Wednesday, 22 April 2020

The Staffordshire Hoard

Last November the Mail Online had a major article with fine illustrations about what is now known as the Staffordshire Hoard. Dated to the first half of the seventh century this great array of gold, silver and jewellery pieces was found by a man with a metal detector in a field near Lichfield in 2009. That was the heartland of Mercia, and the treasure has been linked to the pagan King Penda, very much the villan in killed in Bede’s “Ecclesiastical History”, and who was killed in battle in 655. As Penda appears to have accepted Christians amongst his own family historians today are inclined to interpret the conflict between Mercia and Northumbria as being political rather than relgious, the quest for hegemony rather than for Heaven.

The spectacular finds reveal more of the wealth and sophisticated culture of the warrior elite and of the Church in the era we have come to know through the prism not only of Bede and his contemporaries but also of the treasures found at Sutton Hoo in 1939. 

These and similar discoveries enable us to expand our understanding of the period and to realise that it should most certainly not be dismissed as “The Dark Ages” or in similarly perjorative terms.
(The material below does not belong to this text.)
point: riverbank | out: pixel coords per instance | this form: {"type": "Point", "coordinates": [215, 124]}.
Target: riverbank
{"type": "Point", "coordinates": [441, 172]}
Here was a rich material culture, a rich literary culture - think of Bede and of Beowulf - and a rich spiritual culture, if not for King Penda then for his descendants and their subjects. 

The two articles with their illustrations are 

Anglo-Saxon artefacts hoard hailed 'one of the greatest' British finds

from 2019 and 

How jobless treasure hunter unearthed greatest ever haul of Saxon artefacts with £2.50 metal detector

from the time of the first discovery in 2009.


Items from the Staffordshire Hoard are on display in the Birmingham City Museum and the Potteries Museum in Stoke on Trent.